39 The Santiago Cathedral of the archdiocese is in the World Heritage Site of Santiago de Compostela in Galicia. The structure is Romanesque with additions in Gothic and Baroque styles added over the years.
40 Scaffolding covered one side of Santiago de Compostela for cleaning.
41 The Praza da Immaculada, or Immaculate Square. For medieval pilgrims, this would have been the entrance to the church, and the final stop along the Camino de Santiago journey.
42 Another scallop shell labeled Camino de Santiago.
43 The church's facade is one of the most beautiful in the country, and is featured on Spain's one, two and five cent Euro coins.
44 This is Hotel Parador de Santiago de Compostela in the Praza do Obradoiro, one of the plazas of the church.

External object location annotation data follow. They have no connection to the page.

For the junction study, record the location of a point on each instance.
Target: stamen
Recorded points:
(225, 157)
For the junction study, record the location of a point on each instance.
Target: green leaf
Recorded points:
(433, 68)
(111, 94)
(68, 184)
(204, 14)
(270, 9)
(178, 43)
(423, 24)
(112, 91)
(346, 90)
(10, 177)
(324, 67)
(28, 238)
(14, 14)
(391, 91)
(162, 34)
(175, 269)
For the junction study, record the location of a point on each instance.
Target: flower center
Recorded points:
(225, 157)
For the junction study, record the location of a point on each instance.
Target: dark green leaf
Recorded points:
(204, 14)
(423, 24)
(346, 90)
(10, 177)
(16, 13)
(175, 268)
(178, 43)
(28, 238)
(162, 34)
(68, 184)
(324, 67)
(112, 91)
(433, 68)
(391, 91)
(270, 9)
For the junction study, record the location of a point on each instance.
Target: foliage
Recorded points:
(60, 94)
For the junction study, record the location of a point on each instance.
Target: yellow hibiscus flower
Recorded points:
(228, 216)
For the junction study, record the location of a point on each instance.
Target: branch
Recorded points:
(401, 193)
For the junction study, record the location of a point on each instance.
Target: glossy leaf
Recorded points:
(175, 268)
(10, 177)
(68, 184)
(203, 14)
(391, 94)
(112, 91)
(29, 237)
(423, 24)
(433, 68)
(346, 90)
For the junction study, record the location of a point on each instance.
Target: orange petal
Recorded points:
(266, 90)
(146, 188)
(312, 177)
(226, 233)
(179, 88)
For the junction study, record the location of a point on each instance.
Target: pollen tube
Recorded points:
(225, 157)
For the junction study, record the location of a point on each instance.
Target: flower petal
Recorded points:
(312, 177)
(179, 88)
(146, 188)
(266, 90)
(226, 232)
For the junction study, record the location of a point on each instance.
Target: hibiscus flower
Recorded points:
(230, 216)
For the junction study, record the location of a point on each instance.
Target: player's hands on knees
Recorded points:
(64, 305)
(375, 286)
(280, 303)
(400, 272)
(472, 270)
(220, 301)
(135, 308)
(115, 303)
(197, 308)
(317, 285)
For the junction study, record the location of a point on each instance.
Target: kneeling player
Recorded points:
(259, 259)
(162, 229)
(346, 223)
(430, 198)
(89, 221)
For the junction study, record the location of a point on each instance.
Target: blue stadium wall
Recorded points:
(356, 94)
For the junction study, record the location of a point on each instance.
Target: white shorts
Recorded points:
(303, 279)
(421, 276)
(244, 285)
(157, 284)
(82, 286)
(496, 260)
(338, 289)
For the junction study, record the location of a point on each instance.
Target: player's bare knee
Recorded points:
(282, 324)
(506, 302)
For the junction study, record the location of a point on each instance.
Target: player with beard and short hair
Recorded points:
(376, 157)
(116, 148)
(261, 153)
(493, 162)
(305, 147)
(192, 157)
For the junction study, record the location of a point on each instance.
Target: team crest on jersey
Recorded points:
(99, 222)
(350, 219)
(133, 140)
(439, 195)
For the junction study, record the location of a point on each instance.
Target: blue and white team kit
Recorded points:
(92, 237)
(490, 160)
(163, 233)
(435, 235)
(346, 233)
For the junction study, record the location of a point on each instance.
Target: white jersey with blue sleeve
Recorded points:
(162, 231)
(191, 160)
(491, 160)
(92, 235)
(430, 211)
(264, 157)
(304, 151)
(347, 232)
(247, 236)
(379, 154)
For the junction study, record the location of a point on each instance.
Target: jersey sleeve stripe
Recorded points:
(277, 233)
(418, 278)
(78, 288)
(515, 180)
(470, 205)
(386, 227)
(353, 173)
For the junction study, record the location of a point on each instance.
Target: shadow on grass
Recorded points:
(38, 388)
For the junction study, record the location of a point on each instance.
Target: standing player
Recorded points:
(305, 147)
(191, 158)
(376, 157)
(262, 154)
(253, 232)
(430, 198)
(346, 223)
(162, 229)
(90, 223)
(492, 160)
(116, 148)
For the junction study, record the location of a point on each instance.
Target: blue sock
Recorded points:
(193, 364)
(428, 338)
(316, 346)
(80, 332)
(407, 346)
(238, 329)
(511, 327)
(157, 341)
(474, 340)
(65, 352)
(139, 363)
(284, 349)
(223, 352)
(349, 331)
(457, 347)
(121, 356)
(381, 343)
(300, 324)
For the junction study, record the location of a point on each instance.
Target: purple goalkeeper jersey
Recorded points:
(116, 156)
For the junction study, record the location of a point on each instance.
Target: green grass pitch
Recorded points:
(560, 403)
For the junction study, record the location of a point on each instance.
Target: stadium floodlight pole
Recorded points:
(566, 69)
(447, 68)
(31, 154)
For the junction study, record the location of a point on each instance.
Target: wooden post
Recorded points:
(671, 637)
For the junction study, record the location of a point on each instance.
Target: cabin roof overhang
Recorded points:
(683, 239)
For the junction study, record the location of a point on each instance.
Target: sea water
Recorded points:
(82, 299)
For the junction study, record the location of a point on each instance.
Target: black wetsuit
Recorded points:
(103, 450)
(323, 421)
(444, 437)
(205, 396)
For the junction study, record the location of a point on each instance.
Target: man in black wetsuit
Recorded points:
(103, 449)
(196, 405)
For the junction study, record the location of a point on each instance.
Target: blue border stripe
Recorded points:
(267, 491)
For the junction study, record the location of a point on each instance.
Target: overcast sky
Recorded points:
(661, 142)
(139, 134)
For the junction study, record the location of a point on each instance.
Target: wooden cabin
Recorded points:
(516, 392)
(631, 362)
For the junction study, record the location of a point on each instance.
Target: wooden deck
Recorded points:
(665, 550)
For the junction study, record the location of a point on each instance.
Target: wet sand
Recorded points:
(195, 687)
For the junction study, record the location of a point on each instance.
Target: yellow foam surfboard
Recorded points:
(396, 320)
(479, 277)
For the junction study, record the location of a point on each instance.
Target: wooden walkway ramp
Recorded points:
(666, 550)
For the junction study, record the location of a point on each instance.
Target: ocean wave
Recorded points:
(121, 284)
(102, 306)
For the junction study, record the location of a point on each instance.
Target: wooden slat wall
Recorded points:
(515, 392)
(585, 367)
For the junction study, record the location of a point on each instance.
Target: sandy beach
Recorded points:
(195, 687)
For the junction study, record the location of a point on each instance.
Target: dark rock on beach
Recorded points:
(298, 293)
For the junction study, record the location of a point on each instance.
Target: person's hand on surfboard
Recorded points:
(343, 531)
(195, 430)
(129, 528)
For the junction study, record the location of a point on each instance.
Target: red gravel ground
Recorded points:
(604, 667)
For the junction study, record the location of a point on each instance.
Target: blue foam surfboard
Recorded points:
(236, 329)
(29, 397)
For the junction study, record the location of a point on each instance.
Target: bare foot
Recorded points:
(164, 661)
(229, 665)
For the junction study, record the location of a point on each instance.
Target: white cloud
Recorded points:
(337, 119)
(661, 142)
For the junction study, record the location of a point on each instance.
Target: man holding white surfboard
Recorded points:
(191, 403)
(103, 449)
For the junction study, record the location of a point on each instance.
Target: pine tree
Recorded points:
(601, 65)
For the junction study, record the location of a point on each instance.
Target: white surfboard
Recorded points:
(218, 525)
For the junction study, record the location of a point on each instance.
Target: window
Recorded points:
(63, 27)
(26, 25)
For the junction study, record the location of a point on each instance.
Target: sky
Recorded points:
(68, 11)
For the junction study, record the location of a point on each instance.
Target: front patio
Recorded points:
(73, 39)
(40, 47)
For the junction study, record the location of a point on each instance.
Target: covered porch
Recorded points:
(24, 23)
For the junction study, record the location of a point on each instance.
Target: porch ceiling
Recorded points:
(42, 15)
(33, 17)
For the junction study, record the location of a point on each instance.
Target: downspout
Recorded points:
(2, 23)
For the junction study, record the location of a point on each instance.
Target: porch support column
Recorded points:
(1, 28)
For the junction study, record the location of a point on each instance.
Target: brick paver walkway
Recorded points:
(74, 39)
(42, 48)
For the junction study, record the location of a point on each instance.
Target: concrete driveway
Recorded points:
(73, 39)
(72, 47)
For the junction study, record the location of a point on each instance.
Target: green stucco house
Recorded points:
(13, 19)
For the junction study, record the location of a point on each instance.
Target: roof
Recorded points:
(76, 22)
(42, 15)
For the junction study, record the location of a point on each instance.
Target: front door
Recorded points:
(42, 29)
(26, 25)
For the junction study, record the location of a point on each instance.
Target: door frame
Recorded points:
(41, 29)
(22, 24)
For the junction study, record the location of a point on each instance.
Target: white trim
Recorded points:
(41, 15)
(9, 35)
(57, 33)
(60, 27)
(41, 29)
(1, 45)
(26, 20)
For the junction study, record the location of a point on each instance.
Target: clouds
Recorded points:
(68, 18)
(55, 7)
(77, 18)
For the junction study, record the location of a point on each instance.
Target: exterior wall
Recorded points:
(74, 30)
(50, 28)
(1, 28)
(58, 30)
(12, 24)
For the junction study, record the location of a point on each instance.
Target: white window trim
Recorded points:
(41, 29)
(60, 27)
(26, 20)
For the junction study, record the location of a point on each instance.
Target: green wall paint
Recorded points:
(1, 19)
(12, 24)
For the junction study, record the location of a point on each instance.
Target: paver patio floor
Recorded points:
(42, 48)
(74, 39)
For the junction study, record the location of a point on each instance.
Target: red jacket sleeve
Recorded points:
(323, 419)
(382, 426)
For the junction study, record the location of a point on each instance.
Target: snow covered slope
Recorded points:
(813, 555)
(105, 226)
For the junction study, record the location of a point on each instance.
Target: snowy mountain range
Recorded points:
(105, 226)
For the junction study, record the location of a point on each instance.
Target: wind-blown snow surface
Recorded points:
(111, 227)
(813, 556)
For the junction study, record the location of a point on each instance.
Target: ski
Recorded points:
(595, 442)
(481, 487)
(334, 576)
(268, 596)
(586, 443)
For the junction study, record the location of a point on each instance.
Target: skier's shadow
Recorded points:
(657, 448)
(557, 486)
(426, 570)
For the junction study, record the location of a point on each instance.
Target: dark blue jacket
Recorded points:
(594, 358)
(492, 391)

45 This is the roof of the Cathedral de Santiago. Visitors are able to take tours on the roof.
46 Walking on the granite roof felt precarious without any railings, but everyone loved the views of the four surrounding plazas that make up the cathedral.
47 Everyone took multiple photos from the top of the cathedral.
48 It was a gorgeous day, so the views went on for miles.
49 Here was another view from the roof of the cathedral.
50 The clock tower base was built in the 1400s, but the upper section was remodeled in the Baroque style in 1680 by architect, Domingo de Andrade.
51 The inside of the cathedral was just as beautiful as the outside - here were the massive organ pipes.
52 Ornate altars around the church were plated in silver and gold.
53 This was a view from directly under a chandelier in the cathedral.
54 Every statue was made with such detail, and so well kept.
55 Look at the gold-guilded ceiling.
56 Here is some of the work of the stonemasons who built the granite blocks of the pillars and walls.
57 There is always a priest available in the confessional.
58 A view looking down onto the central nave from one of the cathedral's upper levels. The barrel vaulted ceilings extended the full length of the main gallery.
59 Susan and Michael joined me for this quick photo. My next blog will include more photos from Spain and its historical sights.